AUGUST 2015 – The Houston Transitional Living Program at Sipe’s Orchard Home offers a supportive, residential program for homeless and disadvantaged 17-21 year-olds. These youth come from broken homes, shelters, and the foster care system. Studies show that these young people are unlikely to finish high school, maintain their health, or earn a living wage; they are more likely to turn to crime, drugs, prostitution, or suicide, and to perpetuate a dependency upon public assistance.
- Every year in the Catawba Valley, about sixty 18-year-olds age out of foster care without a home to go to; 80 to 100 youth are homeless or at risk of becoming homeless.
- From a local school official: “Every day our school system is faced with a student who has been turned away from his or her home.”
Sipe’s provides a home as well as the guidance and structure these youth need to get on their feet and become successfully independent.
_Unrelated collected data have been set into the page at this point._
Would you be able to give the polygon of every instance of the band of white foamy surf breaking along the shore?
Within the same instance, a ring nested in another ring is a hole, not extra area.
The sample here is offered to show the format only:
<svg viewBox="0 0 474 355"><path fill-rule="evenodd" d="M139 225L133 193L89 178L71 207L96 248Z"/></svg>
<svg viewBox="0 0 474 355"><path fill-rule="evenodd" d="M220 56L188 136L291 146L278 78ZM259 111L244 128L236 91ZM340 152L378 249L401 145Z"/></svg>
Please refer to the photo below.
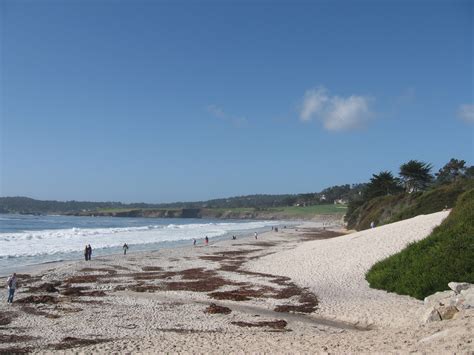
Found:
<svg viewBox="0 0 474 355"><path fill-rule="evenodd" d="M276 225L277 222L195 223L148 225L125 228L69 228L0 233L0 258L53 255L78 252L86 244L93 248L120 247L124 243L151 244L179 240L218 237L230 232L242 232Z"/></svg>

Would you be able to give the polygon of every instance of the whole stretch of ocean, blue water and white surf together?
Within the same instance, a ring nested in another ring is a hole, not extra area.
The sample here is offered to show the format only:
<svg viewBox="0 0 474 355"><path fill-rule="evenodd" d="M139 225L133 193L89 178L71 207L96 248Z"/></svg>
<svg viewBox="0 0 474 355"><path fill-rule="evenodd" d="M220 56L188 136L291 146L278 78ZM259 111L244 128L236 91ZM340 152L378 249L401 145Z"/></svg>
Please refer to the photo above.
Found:
<svg viewBox="0 0 474 355"><path fill-rule="evenodd" d="M0 214L0 275L21 268L84 258L90 244L92 257L162 248L198 245L205 236L211 241L244 236L279 226L282 221L236 221L183 218L119 218L32 216Z"/></svg>

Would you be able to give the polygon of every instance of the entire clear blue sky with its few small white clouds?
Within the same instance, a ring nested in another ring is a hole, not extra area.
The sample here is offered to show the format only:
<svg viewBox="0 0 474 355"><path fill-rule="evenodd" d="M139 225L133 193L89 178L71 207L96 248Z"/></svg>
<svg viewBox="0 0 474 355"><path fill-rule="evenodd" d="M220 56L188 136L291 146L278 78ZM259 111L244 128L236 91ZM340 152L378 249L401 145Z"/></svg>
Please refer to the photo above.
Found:
<svg viewBox="0 0 474 355"><path fill-rule="evenodd" d="M472 165L473 4L0 0L0 196L197 201Z"/></svg>

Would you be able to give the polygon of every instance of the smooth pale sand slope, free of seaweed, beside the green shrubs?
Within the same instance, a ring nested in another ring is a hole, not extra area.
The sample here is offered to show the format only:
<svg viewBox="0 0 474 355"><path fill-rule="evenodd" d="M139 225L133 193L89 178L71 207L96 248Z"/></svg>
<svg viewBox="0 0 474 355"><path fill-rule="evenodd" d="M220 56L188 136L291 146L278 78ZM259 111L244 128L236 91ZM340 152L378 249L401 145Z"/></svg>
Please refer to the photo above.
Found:
<svg viewBox="0 0 474 355"><path fill-rule="evenodd" d="M448 214L422 215L339 238L307 242L246 267L288 276L309 287L319 296L319 315L375 326L407 326L420 318L423 302L371 289L365 273L377 261L428 236Z"/></svg>

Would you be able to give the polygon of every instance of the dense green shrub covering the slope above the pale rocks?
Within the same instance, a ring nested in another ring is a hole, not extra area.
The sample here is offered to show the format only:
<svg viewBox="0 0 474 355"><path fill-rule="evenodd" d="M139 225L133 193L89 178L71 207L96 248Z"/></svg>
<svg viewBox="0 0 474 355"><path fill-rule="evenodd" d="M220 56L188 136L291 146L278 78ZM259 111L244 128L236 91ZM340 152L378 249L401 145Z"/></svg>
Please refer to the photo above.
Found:
<svg viewBox="0 0 474 355"><path fill-rule="evenodd" d="M366 279L370 287L418 299L451 281L474 283L474 189L430 236L375 264Z"/></svg>

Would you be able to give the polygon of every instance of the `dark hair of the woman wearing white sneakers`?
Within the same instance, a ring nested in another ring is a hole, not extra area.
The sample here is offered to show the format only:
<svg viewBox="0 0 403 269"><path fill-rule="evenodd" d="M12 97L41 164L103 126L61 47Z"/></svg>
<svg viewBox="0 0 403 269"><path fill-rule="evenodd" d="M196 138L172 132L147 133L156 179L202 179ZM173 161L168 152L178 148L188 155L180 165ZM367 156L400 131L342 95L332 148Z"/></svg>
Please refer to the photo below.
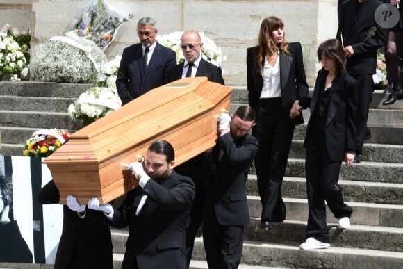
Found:
<svg viewBox="0 0 403 269"><path fill-rule="evenodd" d="M320 44L318 47L319 62L322 56L333 59L336 62L337 74L345 72L346 58L344 54L344 49L341 46L340 41L338 41L337 39L329 39L322 42L322 44Z"/></svg>

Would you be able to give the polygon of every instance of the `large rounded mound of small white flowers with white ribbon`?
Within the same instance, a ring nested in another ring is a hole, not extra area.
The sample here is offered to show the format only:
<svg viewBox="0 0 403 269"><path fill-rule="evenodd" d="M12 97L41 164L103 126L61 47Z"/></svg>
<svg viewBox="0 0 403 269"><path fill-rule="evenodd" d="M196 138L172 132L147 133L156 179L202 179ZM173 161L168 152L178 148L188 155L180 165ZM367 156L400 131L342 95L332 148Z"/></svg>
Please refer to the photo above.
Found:
<svg viewBox="0 0 403 269"><path fill-rule="evenodd" d="M29 65L31 81L91 83L107 58L97 45L74 33L38 45Z"/></svg>

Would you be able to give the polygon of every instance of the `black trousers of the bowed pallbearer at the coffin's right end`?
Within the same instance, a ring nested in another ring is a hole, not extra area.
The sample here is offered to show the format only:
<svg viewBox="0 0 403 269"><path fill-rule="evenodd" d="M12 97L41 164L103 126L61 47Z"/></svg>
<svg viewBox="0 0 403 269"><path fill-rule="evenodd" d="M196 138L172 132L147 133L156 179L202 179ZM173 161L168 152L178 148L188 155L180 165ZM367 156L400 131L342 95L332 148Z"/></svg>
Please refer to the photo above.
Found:
<svg viewBox="0 0 403 269"><path fill-rule="evenodd" d="M203 243L209 269L236 269L243 247L243 225L224 226L213 215L203 223Z"/></svg>

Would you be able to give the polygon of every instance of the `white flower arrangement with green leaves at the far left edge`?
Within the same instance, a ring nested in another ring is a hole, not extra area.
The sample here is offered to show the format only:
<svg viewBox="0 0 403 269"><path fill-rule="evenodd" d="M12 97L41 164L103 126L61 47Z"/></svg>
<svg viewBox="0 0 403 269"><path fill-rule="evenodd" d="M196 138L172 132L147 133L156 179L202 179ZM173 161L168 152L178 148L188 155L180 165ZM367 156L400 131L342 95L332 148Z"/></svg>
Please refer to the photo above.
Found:
<svg viewBox="0 0 403 269"><path fill-rule="evenodd" d="M0 81L8 79L10 81L21 81L28 74L26 55L28 47L20 47L17 38L20 33L16 28L6 24L0 29Z"/></svg>

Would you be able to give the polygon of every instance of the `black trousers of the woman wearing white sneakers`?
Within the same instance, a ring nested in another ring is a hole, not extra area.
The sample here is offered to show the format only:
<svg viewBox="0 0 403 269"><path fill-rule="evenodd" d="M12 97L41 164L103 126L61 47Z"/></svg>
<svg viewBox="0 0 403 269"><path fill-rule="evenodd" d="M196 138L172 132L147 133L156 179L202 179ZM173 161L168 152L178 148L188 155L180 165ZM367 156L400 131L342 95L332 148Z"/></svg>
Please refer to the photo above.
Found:
<svg viewBox="0 0 403 269"><path fill-rule="evenodd" d="M312 116L311 116L312 117ZM352 208L343 201L342 189L338 185L340 161L331 161L327 153L324 138L325 120L313 116L310 124L311 133L306 145L306 191L308 194L309 217L306 238L313 237L324 243L330 243L326 223L326 205L335 218L352 215ZM340 145L343 147L343 145Z"/></svg>

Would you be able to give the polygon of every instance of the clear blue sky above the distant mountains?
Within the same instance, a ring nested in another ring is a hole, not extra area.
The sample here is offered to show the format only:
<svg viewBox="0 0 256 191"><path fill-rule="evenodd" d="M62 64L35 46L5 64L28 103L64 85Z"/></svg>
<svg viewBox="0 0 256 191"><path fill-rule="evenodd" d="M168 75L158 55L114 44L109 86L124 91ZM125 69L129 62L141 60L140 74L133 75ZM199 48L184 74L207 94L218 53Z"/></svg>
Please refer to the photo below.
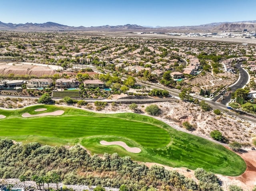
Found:
<svg viewBox="0 0 256 191"><path fill-rule="evenodd" d="M192 26L256 20L256 0L1 0L4 23Z"/></svg>

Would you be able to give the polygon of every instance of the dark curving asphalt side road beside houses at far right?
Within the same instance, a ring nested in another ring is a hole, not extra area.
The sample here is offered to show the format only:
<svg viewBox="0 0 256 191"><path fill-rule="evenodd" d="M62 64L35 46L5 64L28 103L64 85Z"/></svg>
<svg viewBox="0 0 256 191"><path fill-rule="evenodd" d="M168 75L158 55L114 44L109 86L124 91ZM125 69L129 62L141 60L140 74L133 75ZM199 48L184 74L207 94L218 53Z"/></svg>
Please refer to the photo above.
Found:
<svg viewBox="0 0 256 191"><path fill-rule="evenodd" d="M241 65L242 63L236 64L236 67L239 69L240 79L236 84L230 87L232 92L236 91L239 88L243 88L248 82L248 79L249 79L248 73L241 67ZM220 98L221 95L222 94L216 96L215 98L212 99L212 101L218 100L218 98ZM230 102L230 98L231 98L231 94L228 96L224 96L224 99L222 100L221 104L227 105Z"/></svg>

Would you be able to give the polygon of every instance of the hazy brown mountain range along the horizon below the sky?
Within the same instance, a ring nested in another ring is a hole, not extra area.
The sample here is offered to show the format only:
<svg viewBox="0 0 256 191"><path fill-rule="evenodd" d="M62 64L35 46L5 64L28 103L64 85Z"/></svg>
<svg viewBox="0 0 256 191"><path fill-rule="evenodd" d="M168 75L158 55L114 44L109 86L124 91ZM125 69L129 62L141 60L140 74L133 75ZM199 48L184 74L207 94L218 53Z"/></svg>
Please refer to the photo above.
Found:
<svg viewBox="0 0 256 191"><path fill-rule="evenodd" d="M62 25L54 22L25 23L12 24L0 22L0 30L8 31L127 31L127 32L194 32L194 31L241 31L247 29L249 31L256 31L256 21L241 21L241 22L217 22L198 26L176 26L176 27L161 27L161 26L139 26L136 24L126 24L118 26L91 26L91 27L74 27Z"/></svg>

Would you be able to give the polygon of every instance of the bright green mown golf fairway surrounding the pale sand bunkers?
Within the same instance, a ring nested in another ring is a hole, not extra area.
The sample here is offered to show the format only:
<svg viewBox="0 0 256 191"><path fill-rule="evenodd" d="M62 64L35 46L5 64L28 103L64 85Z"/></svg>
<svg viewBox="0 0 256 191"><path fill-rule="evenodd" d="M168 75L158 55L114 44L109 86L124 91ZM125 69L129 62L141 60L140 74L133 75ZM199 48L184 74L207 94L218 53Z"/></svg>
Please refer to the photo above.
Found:
<svg viewBox="0 0 256 191"><path fill-rule="evenodd" d="M47 108L35 112L36 108ZM24 112L39 114L64 110L61 116L22 118ZM137 161L172 167L188 167L223 175L240 175L246 164L234 152L206 139L175 130L164 122L133 113L99 114L53 105L37 105L19 110L0 110L0 138L49 145L81 144L90 152L131 156ZM124 141L142 152L133 154L120 146L103 146L101 140Z"/></svg>

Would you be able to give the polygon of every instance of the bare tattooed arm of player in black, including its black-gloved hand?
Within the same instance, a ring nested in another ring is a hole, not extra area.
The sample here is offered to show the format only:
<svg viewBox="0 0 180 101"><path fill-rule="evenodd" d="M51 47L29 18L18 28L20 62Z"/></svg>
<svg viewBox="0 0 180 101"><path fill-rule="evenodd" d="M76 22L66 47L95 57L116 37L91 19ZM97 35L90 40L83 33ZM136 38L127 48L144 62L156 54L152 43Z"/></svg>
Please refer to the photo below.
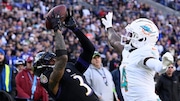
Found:
<svg viewBox="0 0 180 101"><path fill-rule="evenodd" d="M59 30L61 29L61 21L59 16L56 16L53 12L53 16L51 18L47 17L47 19L50 21L55 34L56 61L55 67L52 73L50 74L48 84L49 90L52 91L52 93L55 95L58 91L59 82L64 74L68 57L64 37L61 31Z"/></svg>

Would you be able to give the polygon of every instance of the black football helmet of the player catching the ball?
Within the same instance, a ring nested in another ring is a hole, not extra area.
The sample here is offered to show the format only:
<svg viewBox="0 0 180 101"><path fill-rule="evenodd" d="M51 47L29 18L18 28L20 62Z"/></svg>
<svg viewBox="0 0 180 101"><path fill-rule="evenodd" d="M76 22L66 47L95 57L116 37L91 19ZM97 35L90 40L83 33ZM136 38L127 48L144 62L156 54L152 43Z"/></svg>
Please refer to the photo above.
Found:
<svg viewBox="0 0 180 101"><path fill-rule="evenodd" d="M55 65L55 57L56 54L52 52L39 52L35 56L33 64L34 74L39 77L44 71L53 69Z"/></svg>

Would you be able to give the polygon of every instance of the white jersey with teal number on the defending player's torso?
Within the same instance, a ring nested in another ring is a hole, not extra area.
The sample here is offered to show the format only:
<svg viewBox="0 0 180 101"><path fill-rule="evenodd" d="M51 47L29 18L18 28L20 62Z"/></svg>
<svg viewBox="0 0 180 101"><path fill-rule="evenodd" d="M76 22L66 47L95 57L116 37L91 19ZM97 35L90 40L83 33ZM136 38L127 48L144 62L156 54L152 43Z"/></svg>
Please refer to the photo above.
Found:
<svg viewBox="0 0 180 101"><path fill-rule="evenodd" d="M158 50L145 46L132 51L123 50L120 66L121 91L125 101L158 101L155 94L155 71L143 64L144 59L158 59Z"/></svg>

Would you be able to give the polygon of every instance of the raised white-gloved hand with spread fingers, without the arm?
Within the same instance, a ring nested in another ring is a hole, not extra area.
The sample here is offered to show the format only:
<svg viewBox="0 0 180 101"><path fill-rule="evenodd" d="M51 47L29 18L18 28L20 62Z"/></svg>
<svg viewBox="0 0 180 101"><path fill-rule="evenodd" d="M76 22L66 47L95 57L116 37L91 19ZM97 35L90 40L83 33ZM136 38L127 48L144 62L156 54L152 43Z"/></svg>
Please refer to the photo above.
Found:
<svg viewBox="0 0 180 101"><path fill-rule="evenodd" d="M102 23L105 26L105 30L107 31L108 28L112 27L112 16L113 13L112 12L108 12L108 14L106 15L106 19L102 18Z"/></svg>

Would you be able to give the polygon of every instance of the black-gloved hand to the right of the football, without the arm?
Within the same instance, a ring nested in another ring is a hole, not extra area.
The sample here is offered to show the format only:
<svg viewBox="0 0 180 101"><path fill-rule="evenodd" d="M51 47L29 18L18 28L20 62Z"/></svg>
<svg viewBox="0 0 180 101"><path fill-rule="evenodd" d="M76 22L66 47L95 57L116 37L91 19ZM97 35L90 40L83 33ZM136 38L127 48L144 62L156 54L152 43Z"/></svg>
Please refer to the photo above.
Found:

The program helps the residents finish or continue their educations, find jobs, and master the many skills they lack such as driving, cooking, communicating, managing money, etc.
Sipe’s receives far more referrals for this program than it can accommodate. In order to address this overwhelming demand, Sipe’s is renovating two buildings on its campus which will double the current capacity.
Less than 10% of the four million 18-year-olds in America live on their own. Yet society unrealistically expects some of the least equipped 18-year-olds–those from dysfunctional families or the foster care system–to succeed. This is a growing problem in North Carolina.
For 70 years, Sipe’s Orchard Home has served children with a variety of services. Sipe’s is located in Catawba County and serves youth from throughout North Carolina. Sipe’s is a United Way Agency and has been nationally accredited by the Council on Accreditation since 2001.